Quella di Romano Montesarchio, in una sorta di enclave quasi extraterritoriale, è stata un’autentica full immersion, durata oltre un anno, “proprio per entrare in modo delicato nelle quotidianità di coloro che poi avrei ripreso, per conquistare la loro fiducia e, al tempo stesso, per fargli comprendere bene quali erano i miei intenti. Poi, tra riprese e postproduzione, ho lavorato a questo progetto per un totale di due anni e mezzo. Ho trascorso mesi - aggiunge il regista - a spostarmi tra una casa e l’altra, tra intonaci ammuffiti, finestre improvvisate e arredamenti surreali: elementi di un mondo a parte che, nonostante tutto, esprime una vitalità quasi da paese dei balocchi, con luci sempre accese, le porte delle case sempre aperte come antri, balconi spesso privi di ringhiere e somiglianti a trampolini sospesi sul mare. Insomma, quella del Parco Saraceno è una realtà che reclama di essere vista da dentro, proprio per dare la possibilità di meravigliarsi per l’inverosimile felicità dei suoi abitanti”.
Tra gli elementi più sorprendenti del film, infatti, vi è proprio l’inattesa felicità di tanti residenti in un luogo così degradato. “Ed è un elemento assolutamente naturale - spiega Montesarchio - e non provocato dalla mia presenza: molti di loro sono davvero felici, anche se non godono di servizi essenziali come la corrente elettrica o l’acqua corrente, che da abusivi si sono procurati in modo abusivo. D’altra parte, come spiega bene un vulcanico personaggio soprannominato ‘o ‘mericano, di fronte a loro c’è il mare, a poche centinaia di metri il centro sportivo del Napoli, ognuno vive in famiglie solidissime e, cosa molto importante per chi si trova in stato d’indigenza, non esistendo per lo Stato nessuno di loro paga le tasse”.
"Ritratti abusivi" rende le vite degli abitanti del Parco Saraceno materia narrativa incandescente, arricchita da una visionarietà di sguardo capace di caricare quelle quotidianità ai margini di ulteriore senso puramente cinematografico, senza mai andare a discapito di un'autenticità "bigger than life" proprio perché assolutamente realistica.

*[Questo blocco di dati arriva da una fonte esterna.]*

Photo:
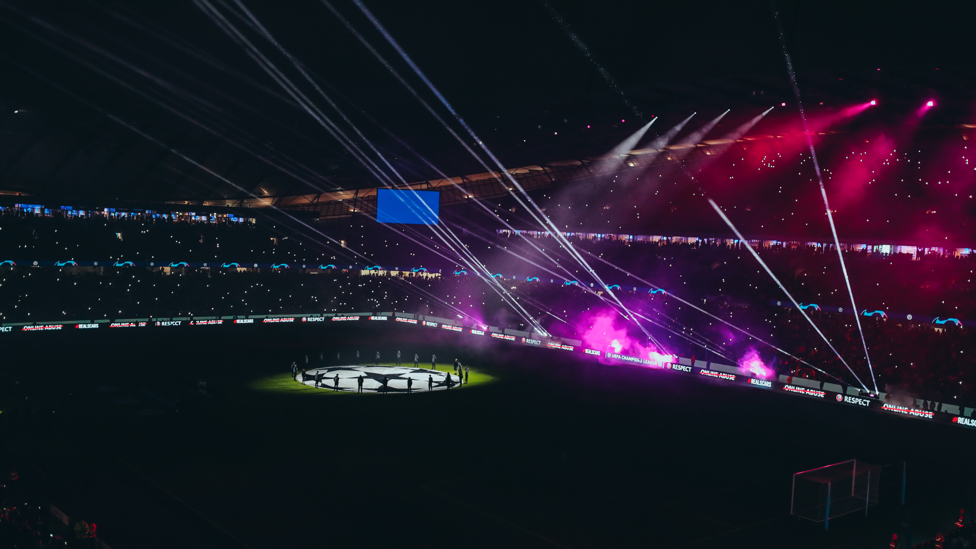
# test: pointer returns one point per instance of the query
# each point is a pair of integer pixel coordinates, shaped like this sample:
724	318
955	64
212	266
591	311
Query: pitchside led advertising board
809	389
408	207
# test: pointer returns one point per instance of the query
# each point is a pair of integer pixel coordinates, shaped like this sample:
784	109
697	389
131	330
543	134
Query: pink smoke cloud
751	363
605	335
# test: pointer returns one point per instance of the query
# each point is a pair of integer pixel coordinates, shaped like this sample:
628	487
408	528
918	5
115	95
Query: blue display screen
409	207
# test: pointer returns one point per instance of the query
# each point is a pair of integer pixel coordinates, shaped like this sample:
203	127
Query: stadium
513	275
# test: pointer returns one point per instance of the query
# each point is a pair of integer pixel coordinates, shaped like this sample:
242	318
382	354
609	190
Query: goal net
834	490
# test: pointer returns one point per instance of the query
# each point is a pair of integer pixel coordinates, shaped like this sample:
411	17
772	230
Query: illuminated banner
967	421
126	324
717	375
908	411
804	391
554	345
635	359
853	400
42	328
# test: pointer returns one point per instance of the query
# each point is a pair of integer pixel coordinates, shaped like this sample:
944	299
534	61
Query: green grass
284	383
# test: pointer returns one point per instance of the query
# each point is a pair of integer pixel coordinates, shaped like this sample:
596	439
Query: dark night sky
501	63
487	55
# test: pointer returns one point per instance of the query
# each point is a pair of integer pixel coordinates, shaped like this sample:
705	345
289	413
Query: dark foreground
554	453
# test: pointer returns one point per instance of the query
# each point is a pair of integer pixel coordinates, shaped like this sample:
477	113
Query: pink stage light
752	363
617	346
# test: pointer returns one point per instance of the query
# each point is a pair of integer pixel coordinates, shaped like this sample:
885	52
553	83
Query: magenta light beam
823	194
781	287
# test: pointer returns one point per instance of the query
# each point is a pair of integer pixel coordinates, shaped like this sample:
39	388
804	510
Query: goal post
835	490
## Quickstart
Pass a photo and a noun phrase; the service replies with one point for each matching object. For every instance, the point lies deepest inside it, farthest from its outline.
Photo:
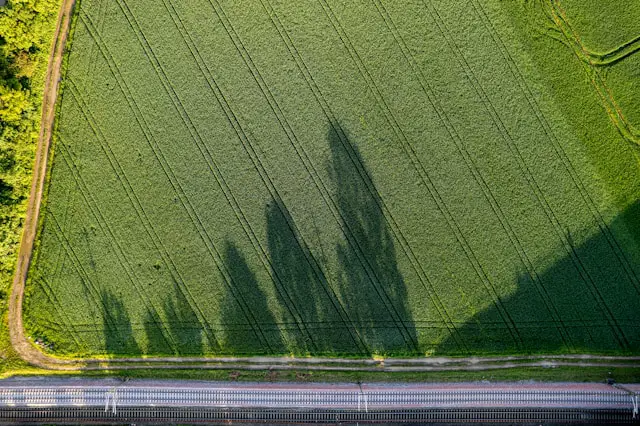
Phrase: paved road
(24, 400)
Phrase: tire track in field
(473, 168)
(66, 324)
(542, 201)
(181, 195)
(364, 175)
(106, 230)
(58, 267)
(424, 176)
(240, 215)
(201, 146)
(250, 150)
(558, 16)
(342, 223)
(560, 152)
(48, 287)
(177, 187)
(102, 222)
(77, 264)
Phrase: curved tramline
(380, 187)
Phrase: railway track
(148, 402)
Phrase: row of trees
(26, 28)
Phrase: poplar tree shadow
(249, 325)
(587, 302)
(372, 287)
(118, 332)
(180, 332)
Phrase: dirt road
(30, 353)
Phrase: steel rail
(149, 401)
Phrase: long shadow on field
(185, 334)
(249, 325)
(119, 336)
(371, 286)
(592, 301)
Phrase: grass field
(340, 177)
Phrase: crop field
(343, 177)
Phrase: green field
(342, 177)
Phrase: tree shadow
(372, 287)
(249, 324)
(586, 302)
(183, 334)
(119, 337)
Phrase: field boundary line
(175, 184)
(50, 93)
(204, 150)
(361, 170)
(559, 17)
(257, 163)
(614, 244)
(424, 176)
(617, 331)
(308, 165)
(475, 171)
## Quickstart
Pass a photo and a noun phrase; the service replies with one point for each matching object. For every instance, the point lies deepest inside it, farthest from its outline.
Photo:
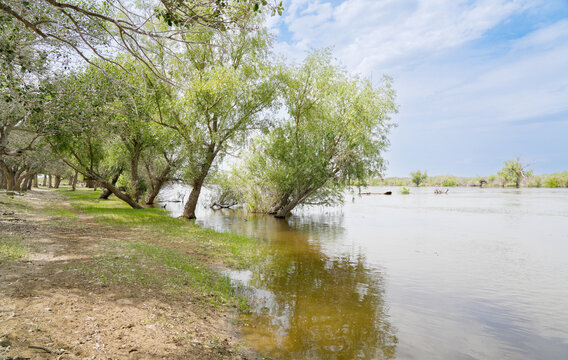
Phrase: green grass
(234, 250)
(166, 253)
(11, 249)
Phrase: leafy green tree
(78, 117)
(335, 131)
(515, 172)
(418, 177)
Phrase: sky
(478, 81)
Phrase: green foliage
(450, 181)
(335, 132)
(418, 177)
(11, 249)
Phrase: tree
(97, 29)
(78, 116)
(231, 84)
(335, 132)
(515, 172)
(418, 177)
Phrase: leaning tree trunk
(29, 182)
(74, 183)
(119, 194)
(9, 175)
(156, 185)
(280, 203)
(191, 204)
(134, 182)
(286, 209)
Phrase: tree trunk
(74, 183)
(156, 185)
(279, 204)
(134, 182)
(9, 175)
(285, 210)
(106, 192)
(119, 194)
(191, 204)
(29, 181)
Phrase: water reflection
(474, 274)
(312, 306)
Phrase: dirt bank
(57, 300)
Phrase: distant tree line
(513, 174)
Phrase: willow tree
(335, 132)
(230, 84)
(99, 29)
(515, 172)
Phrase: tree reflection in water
(312, 306)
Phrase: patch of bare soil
(50, 310)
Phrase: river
(472, 274)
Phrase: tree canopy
(130, 95)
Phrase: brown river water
(472, 274)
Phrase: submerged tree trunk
(286, 209)
(280, 203)
(106, 192)
(191, 204)
(74, 183)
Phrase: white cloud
(457, 78)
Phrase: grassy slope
(172, 252)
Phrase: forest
(127, 97)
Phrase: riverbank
(83, 278)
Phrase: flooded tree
(334, 133)
(230, 84)
(515, 172)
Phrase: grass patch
(172, 271)
(234, 250)
(11, 249)
(164, 254)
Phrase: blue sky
(478, 81)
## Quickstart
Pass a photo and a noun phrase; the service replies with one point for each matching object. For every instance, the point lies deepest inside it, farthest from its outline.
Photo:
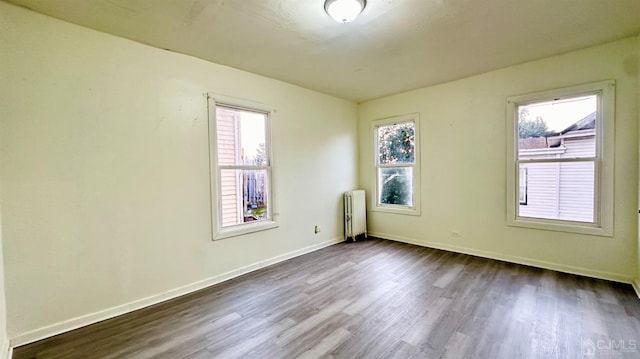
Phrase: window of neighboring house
(396, 165)
(561, 158)
(241, 170)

Se non fosse un documentario, il film di Montesarchio sarebbe un apologo fantascientifico sulle transmutazioni della società occidentale all'epoca di una globalizzazione che continua a rimasticare e vomitare se stessa abbandonando al loro destino intere parti di mondo "abusive" e, dunque, di fatto non esistenti. Guardando "Ritratti abusivi" si piange, si ride, si resta sbigottiti, si prova rabbia, ci s'innamora. Insomma, ci si sente vivi, come sempre dovrebbe essere di fronte alla potenza immaginifica del buon cinema.

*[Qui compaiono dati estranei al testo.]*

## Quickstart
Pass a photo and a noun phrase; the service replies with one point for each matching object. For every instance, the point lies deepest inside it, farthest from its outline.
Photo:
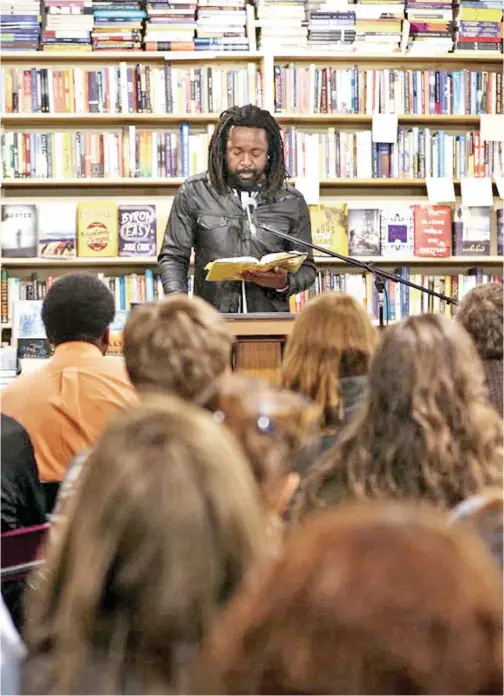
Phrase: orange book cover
(432, 227)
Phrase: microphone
(249, 204)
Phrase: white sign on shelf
(384, 128)
(476, 193)
(492, 127)
(440, 190)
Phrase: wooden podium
(260, 339)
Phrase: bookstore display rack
(127, 126)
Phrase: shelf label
(476, 193)
(384, 128)
(492, 127)
(440, 190)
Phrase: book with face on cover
(97, 228)
(19, 230)
(397, 231)
(57, 230)
(364, 232)
(232, 269)
(329, 227)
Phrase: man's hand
(275, 279)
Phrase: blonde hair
(164, 526)
(425, 429)
(179, 345)
(271, 424)
(332, 338)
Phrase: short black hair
(78, 307)
(248, 116)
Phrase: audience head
(425, 429)
(178, 345)
(78, 307)
(367, 599)
(332, 338)
(484, 513)
(163, 527)
(271, 425)
(481, 314)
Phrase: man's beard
(253, 183)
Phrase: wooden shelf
(91, 261)
(36, 57)
(81, 119)
(322, 260)
(171, 182)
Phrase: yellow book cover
(97, 228)
(329, 227)
(232, 269)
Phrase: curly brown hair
(332, 338)
(179, 346)
(367, 599)
(425, 429)
(481, 313)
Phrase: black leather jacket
(216, 226)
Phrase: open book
(232, 269)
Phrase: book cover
(471, 231)
(28, 332)
(57, 230)
(137, 230)
(97, 228)
(397, 232)
(116, 330)
(19, 230)
(364, 232)
(500, 231)
(329, 227)
(432, 230)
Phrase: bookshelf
(363, 192)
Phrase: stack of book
(118, 24)
(67, 26)
(170, 25)
(221, 26)
(431, 26)
(479, 25)
(331, 25)
(378, 26)
(20, 25)
(282, 24)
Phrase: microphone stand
(380, 276)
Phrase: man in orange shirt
(65, 404)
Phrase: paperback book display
(326, 90)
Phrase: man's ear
(104, 341)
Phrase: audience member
(367, 599)
(23, 502)
(425, 430)
(164, 525)
(177, 346)
(481, 314)
(484, 512)
(327, 358)
(272, 425)
(65, 404)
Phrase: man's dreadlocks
(249, 116)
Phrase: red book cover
(432, 225)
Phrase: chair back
(20, 551)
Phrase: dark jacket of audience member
(481, 314)
(376, 598)
(22, 497)
(425, 430)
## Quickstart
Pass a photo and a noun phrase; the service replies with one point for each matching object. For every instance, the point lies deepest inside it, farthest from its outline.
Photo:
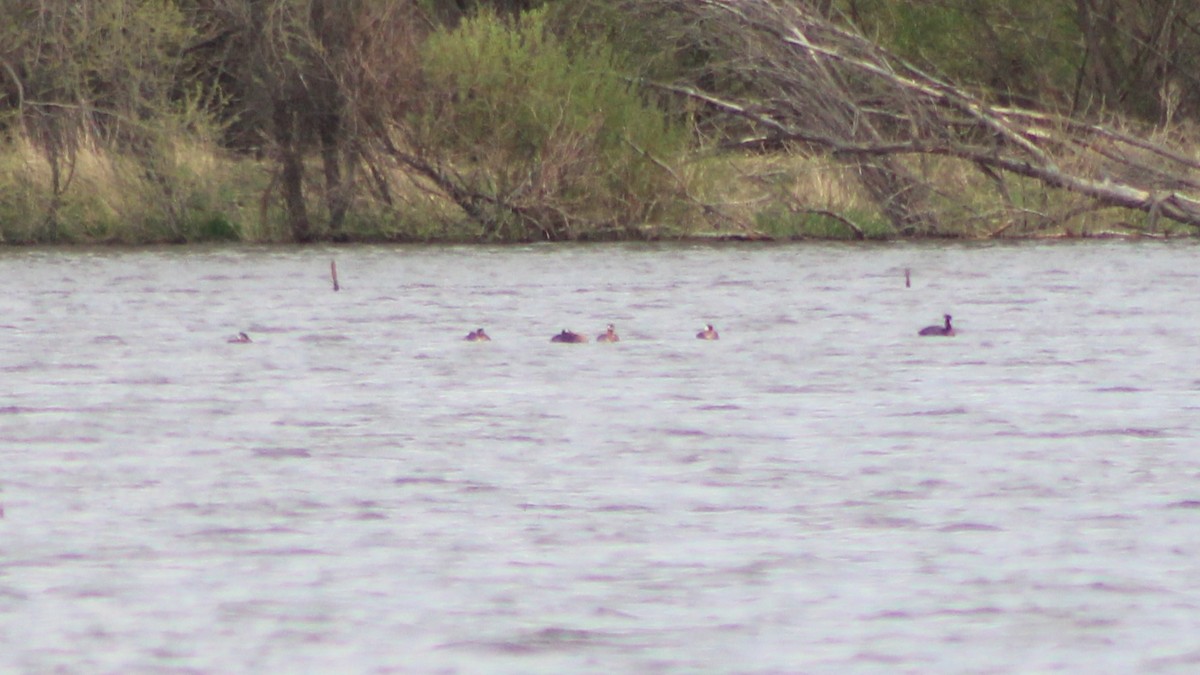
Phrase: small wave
(546, 639)
(280, 453)
(1134, 431)
(970, 527)
(934, 412)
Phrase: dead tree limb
(801, 77)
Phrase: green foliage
(1024, 51)
(780, 222)
(529, 121)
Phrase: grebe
(609, 335)
(569, 336)
(948, 330)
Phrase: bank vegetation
(519, 120)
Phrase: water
(819, 491)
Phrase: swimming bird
(569, 336)
(609, 335)
(478, 336)
(948, 330)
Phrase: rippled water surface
(817, 491)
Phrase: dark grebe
(948, 330)
(569, 336)
(609, 335)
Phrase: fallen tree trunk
(803, 79)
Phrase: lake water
(819, 491)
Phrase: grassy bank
(209, 195)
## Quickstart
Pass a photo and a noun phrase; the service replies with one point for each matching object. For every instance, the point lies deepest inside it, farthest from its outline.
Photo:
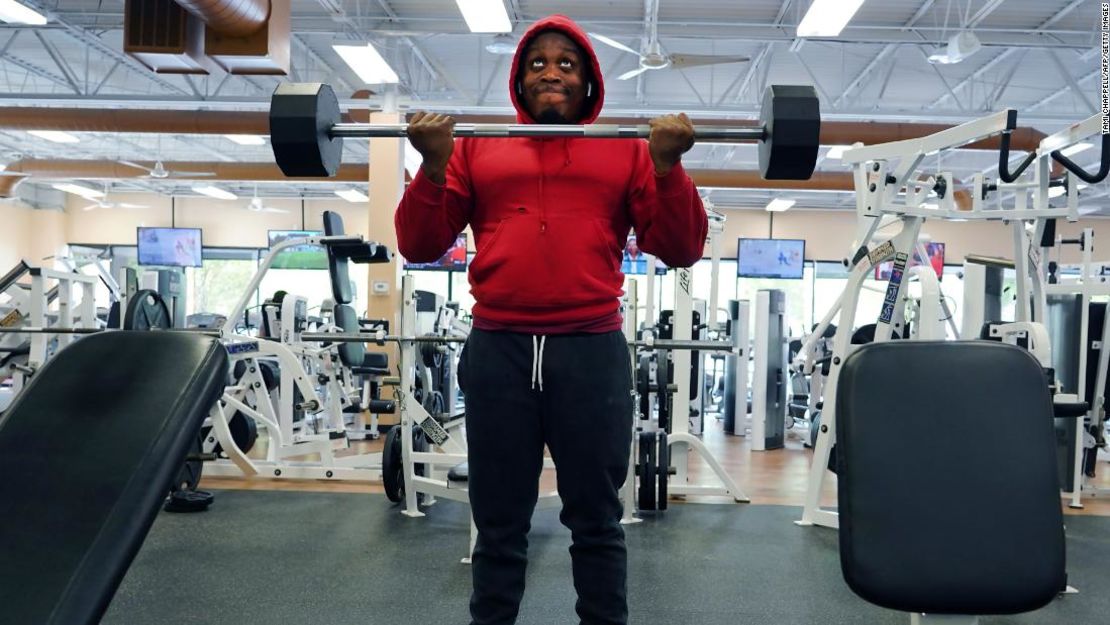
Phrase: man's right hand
(432, 135)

Il film si apre e si chiude con un raro filmato pubblicitario anni Sessanta di Villaggio Coppola, reso poi inquietante e quasi orwelliano (a proposito di science fiction...) dal futuro destino di degrado e abbandono dell’area e, dunque, dal concreto "farsi" del documentario. “Di quel filmato - conclude il regista - esiste un’unica copia in pellicola, conservata dall’esercente del locale cinema Bristol. Quando ho deciso di usarlo lui ne è stato felice, perché mi ha detto che così avrei salvato la memoria di quelle immagini che, altrimenti, sarebbe andata perduta. Lo stesso si può dire per l’umanità che vive in questa terra di frontiera sconosciuta ai più, che ho provato a restituire attraverso autentici ritratti di ciascuno, dichiarati fin dal titolo, facendoli parlare direttamente allo spettatore per raccontare le loro verità senza filtri né sovrastrutture. E spero che, dopo il successo veneziano di “Sacro Gra”, il documentario possa conquistare sempre più spazio anche nei cinema, perché sono sicuro che, pure in Italia, esistono tanti spettatori desiderosi di confrontarsi con film capaci di raccontare il reale”.